Changing regulatory requirements: As many RP immunogenicity assays were created more than 20 years ago, they were developed with prior regulatory guidance in mind. Regulations have since evolved in tandem with technological advances, meaning that these older assays might not be up to the standards of today.

Bioanalytical developers are therefore obligated to improve these assays when designing tests to compare the immunogenicity of the RP and the biosimilar to be compliant with today’s regulations.

As sensitivity will have improved, individuals who previously would have presented as negative with the old assay might now present as positive using the newly developed testing method.

As a result, immunogenicity results should not be directly compared with legacy studies — the focus instead should be on assessments made during the biosimilar’s clinical trials.

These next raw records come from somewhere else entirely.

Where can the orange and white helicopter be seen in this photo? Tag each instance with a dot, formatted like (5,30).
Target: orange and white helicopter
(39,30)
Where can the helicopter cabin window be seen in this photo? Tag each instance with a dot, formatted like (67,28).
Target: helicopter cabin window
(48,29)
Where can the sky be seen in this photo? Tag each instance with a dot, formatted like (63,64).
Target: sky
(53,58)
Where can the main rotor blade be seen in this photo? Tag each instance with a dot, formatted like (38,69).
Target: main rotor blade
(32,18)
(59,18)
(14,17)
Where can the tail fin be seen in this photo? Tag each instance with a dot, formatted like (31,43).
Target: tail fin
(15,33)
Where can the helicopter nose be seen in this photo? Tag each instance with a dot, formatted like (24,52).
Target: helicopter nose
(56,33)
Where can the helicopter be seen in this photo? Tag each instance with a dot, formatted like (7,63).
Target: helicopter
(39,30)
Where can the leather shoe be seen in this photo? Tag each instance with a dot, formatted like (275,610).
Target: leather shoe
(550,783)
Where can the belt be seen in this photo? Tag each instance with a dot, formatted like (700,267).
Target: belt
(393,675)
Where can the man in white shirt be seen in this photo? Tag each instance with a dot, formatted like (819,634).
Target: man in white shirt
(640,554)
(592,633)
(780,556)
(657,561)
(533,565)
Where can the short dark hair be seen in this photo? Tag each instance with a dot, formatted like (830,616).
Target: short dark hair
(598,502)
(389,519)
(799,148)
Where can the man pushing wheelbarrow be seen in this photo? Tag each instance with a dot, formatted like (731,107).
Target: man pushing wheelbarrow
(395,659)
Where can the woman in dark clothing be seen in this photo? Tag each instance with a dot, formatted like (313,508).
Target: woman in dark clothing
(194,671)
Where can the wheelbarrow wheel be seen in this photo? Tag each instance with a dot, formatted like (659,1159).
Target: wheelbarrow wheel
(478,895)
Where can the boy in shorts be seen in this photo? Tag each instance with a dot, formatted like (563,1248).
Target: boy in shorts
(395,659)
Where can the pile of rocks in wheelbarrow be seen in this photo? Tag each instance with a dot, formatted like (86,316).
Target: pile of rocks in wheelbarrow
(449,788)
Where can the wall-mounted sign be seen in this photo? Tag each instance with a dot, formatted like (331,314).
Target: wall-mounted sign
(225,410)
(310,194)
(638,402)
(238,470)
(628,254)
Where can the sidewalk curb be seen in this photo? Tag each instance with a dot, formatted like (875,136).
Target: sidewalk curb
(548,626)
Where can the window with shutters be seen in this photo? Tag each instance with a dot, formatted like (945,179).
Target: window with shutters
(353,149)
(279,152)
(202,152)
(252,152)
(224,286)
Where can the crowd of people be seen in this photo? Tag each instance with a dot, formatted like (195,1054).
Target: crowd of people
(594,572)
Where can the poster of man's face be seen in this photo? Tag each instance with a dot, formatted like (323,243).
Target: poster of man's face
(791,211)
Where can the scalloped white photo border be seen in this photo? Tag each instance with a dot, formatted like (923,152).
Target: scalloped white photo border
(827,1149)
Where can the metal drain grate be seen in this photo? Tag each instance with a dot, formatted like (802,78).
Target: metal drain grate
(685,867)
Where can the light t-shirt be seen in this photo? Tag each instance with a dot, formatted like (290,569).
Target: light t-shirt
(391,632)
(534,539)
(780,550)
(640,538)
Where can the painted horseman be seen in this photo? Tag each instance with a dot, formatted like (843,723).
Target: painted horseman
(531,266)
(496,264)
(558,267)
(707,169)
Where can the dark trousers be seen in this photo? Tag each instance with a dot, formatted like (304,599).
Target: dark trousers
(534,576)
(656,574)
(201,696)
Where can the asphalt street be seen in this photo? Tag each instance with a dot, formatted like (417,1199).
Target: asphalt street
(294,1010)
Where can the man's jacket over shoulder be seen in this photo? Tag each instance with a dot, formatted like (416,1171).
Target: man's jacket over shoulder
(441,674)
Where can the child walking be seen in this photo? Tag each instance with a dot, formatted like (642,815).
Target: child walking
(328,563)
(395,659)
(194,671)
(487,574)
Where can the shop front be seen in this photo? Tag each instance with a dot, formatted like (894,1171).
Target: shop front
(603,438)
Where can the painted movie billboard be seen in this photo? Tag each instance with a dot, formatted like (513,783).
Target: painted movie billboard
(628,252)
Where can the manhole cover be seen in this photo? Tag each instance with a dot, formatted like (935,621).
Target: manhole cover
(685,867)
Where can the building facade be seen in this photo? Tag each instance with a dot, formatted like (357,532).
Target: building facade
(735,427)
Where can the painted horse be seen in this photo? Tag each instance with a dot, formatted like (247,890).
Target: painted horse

Previous exposure to RP: Another way that immunogenicity testing for the biosimilar will differ from the RP is that current clinical trial patients will, most likely, have been previously exposed to the innovator (owing to the limited availability of treatments).

For these participants, there could be a heightened chance of pre-existing immunogenicity towards both the RP and biosimilar. Regulators are also aware of the potential for this phenomenon to occur and will anticipate an increase in baseline positive samples in both groups.

Looking ahead
As the number of biosimilars entering the development pipeline continues to grow, understanding how technological advancements and changing requirements could impact the interpretation of newly developed immunogenicity assays is essential.

With competing developers racing to reach the market as soon as possible after RP patent expiry, ensuring bioanalytical success is essential. By identifying dedicated bioanalytical partners with experience and expertise, biosimilar developers could safeguard their place in the market and navigate potential challenges through robust bioanalytical assay development.


  1. www.iqvia.com/blogs/2021/12/biosimilars-to-continue-rapid-growth-over-the-next-decade.
  2. www.statista.com/statistics/1247142/expiring-patents-blockbuster-small-molecule-drugs-worldwide/.
  3. www.fda.gov/drugs/development-approval-process-drugs/frequently-asked-questions-patents-and-exclusivity.
  4. www.epo.org/service-support/faq/procedure-law.html.